LSC Communications reported unaudited consolidated earnings results for the fourth quarter and year ended December 31, 2016. For the quarter, net sales of $919 million compared to $1,004 million a year ago. The decrease in organic Net Sales were due to lower volume and price pressures in the Print segment. Income from operations was $27 million compared to $58 million a year ago. Income before income taxes was $10 million compared to $58 million a year ago. Net income was $9 million compared to $38 million a year ago. Diluted net earnings per share were $0.26 compared to $1.17 a year ago. Effective tax rate was 10.0% compared to 34.5% a year ago. Non-GAAP adjusted EBITDA was $80 million compared to $111 million a year ago. The decrease in non-GAAP adjusted EBITDA was primarily due to volume declines and price pressure in the Print segment, a lower LIFO reserve release in 2016 compared to 2015, and an increase in healthcare costs, partially offset by ongoing cost control initiatives. Capital expenditures were $13 million compared to $10 million a year ago. Free cash flow was $82 million compared to $109 million a year ago. Depreciation and amortization was $41 million against $47 million a year ago.

For the year, net sales of $3,654 million compared to $3,743 million a year ago. Income from operations was $175 million compared to $135 million a year ago. Income before income taxes was $157 million compared to $138 million a year ago. Net income was $106 million compared to $74 million a year ago. Diluted net earnings per share were $3.23 compared to $2.27 a year ago. Effective tax rate was 32.5% compared to 46.4% a year ago. Non-GAAP adjusted EBITDA was $370 million compared to $398 million a year ago. Capital expenditures were $48 million compared to $42 million a year ago. Net cash provided by operating activities was $231 million compared to $275 million a year ago. Free cash flow was $183 million compared to $233 million a year ago. Depreciation and amortization was $171 million against $181 million a year ago.

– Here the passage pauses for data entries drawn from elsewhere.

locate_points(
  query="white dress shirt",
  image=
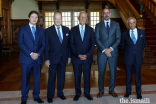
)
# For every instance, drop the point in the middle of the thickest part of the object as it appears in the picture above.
(135, 33)
(81, 28)
(60, 31)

For the quarter, the company reported impairment charges - net of $1 million.

For the full year of 2017, the company expects to report, net sales of $3.55 billion to $3.65 billion, non-GAAP adjusted EBITDA margin of 9.75% to 10.25%, depreciation and amortization of $155 million to $165 million, interest expense of $68 million to $72 million, non-GAAP effective tax rate of 33% to 36%. Capital expenditures to be $60 million to $65 million, including approximately $5 million in expenditures related to the spin-off from RRD, mostly investments in stand-alone systems and IT infrastructure. Free cash flow to be $125 million to $155 million.